CONTROVERSIAL plans to build almost 150 homes on a greenfield site in Hampshire have been given the go-ahead.

A large area of rural land is set to disappear beneath bricks and mortar following a decision by civic chiefs aware of the need for more housing.

Flats and houses will be built beside a disused railway line that currently marks the northern boundary of Fordingbridge.

The application had sparked 38 letters of objection from locals worried that the proposed development would create extra traffic problems as well as putting too much strain on schools and medical facilities. Some protestors said it would damage the town’s semi-rural character.

But the scheme was approved by 17 votes to one at a meeting of the district council’s planning committee.

Pennyfarthing Homes and the Highwood Group Ltd were given permission to build 145 homes in a development spanning both sides of Whitsbury Road.

Objectors who addressed the councillors criticised a traffic survey conducted by the applicants, saying it was carried out in the wrong place at the wrong time - and came to the wrong conclusions.

Dr Bill Syratt said: “The people of Fordingbridge are not against additional housing but they are against the wrong sort of additional housing.”

The application also came under fire from committee member Fran Carpenter, who described it as “field creep”.

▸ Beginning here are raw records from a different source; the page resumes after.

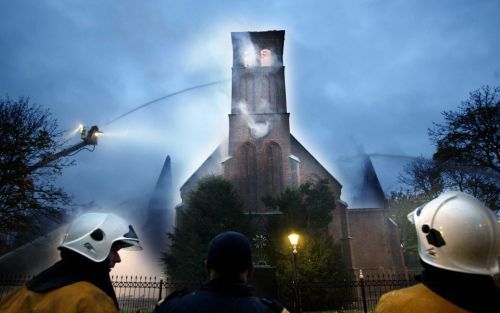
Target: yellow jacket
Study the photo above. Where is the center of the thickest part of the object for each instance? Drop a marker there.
(80, 297)
(416, 299)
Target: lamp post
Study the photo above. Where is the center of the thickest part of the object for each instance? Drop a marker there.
(297, 307)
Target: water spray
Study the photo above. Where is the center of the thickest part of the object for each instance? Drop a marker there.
(165, 97)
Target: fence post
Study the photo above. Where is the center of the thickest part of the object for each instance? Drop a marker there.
(161, 286)
(363, 294)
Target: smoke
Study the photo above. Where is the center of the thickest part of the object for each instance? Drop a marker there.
(165, 97)
(258, 129)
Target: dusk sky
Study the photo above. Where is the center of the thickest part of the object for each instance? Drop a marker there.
(361, 77)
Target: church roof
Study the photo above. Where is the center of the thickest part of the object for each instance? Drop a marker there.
(369, 193)
(295, 144)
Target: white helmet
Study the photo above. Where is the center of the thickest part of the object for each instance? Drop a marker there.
(457, 232)
(93, 234)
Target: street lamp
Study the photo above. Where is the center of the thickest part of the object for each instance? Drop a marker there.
(294, 240)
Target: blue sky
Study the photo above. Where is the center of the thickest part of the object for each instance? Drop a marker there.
(362, 76)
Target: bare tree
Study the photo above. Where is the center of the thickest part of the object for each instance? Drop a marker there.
(28, 134)
(470, 136)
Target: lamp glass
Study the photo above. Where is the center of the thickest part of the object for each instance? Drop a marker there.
(294, 239)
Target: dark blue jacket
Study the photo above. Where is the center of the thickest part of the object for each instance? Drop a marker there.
(218, 296)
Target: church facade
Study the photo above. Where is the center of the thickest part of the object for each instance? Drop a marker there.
(261, 156)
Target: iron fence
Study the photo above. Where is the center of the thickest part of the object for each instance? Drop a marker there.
(138, 294)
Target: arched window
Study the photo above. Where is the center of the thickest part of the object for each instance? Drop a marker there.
(247, 91)
(247, 164)
(274, 169)
(265, 95)
(266, 57)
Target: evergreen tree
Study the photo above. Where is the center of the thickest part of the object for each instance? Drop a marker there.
(307, 211)
(213, 207)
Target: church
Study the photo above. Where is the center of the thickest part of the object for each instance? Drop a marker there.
(262, 157)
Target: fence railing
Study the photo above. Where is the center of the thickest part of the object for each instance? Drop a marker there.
(138, 294)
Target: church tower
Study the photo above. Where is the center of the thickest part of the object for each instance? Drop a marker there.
(259, 132)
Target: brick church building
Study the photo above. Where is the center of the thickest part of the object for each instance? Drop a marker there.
(262, 157)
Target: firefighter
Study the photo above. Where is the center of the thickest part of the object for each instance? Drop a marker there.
(80, 281)
(458, 245)
(229, 264)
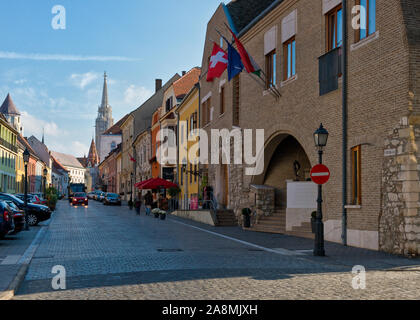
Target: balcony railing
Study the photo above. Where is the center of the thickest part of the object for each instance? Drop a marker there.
(330, 69)
(8, 145)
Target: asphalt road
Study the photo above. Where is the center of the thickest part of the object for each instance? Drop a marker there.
(112, 253)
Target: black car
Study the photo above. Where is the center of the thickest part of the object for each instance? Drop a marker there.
(36, 212)
(18, 216)
(112, 198)
(6, 220)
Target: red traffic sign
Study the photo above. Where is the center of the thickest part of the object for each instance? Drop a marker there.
(320, 174)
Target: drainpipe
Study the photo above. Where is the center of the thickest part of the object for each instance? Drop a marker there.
(344, 125)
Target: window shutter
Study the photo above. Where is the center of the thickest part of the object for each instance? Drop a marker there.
(270, 40)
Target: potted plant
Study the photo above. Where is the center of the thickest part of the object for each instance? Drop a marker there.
(313, 221)
(156, 212)
(52, 198)
(173, 192)
(246, 212)
(162, 214)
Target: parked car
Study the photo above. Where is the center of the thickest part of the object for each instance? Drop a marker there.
(6, 220)
(112, 198)
(101, 196)
(80, 198)
(31, 198)
(18, 216)
(36, 213)
(97, 195)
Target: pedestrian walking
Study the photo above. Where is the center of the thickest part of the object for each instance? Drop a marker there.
(137, 205)
(148, 201)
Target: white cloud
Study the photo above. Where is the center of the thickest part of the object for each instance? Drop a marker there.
(84, 79)
(20, 81)
(35, 126)
(60, 57)
(136, 95)
(56, 138)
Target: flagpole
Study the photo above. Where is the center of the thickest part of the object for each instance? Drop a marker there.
(274, 90)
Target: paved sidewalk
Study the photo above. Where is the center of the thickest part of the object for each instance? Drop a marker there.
(16, 252)
(111, 253)
(336, 254)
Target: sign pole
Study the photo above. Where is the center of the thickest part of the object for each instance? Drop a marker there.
(319, 234)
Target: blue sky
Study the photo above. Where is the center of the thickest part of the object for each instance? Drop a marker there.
(55, 77)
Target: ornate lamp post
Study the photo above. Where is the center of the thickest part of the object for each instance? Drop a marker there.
(45, 182)
(26, 156)
(131, 186)
(321, 138)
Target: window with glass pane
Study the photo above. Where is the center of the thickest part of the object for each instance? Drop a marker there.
(271, 70)
(289, 58)
(334, 25)
(367, 19)
(356, 175)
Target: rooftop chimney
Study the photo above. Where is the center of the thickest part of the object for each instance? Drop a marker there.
(158, 84)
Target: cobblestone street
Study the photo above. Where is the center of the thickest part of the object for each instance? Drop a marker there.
(111, 253)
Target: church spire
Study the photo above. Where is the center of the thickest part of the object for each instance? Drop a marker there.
(93, 157)
(105, 92)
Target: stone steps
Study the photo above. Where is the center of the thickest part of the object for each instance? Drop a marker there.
(276, 223)
(226, 218)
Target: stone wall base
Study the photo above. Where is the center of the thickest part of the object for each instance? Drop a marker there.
(355, 238)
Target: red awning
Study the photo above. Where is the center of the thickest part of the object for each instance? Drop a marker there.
(155, 183)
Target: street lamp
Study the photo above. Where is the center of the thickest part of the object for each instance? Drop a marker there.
(26, 156)
(131, 187)
(321, 138)
(45, 182)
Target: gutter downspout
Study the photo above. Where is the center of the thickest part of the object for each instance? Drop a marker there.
(344, 124)
(178, 167)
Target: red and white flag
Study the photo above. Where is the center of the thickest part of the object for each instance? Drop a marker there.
(218, 63)
(249, 63)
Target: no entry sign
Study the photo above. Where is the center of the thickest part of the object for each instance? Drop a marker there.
(320, 174)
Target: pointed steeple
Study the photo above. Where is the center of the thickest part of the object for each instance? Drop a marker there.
(8, 107)
(105, 92)
(93, 157)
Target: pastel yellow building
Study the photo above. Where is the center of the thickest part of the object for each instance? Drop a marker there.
(188, 179)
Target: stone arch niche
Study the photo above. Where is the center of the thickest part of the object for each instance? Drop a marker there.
(280, 153)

Cllr Carpenter complained that the homes and a public open space that also formed part of the scheme would be on opposite sides of Whitsbury Road, allowing more properties to be built on the section of land allocated for residential development.

But Cllr Maureen Holding said: “When I first knew Fordingbridge it was a tiny village compared with what it is today but we need more housing and this is quite a good solution.”

Fordingbridge councillor Ann Sevier said the scheme was “no more cramped” than existing estates in the area. But she expressed concern about construction traffic.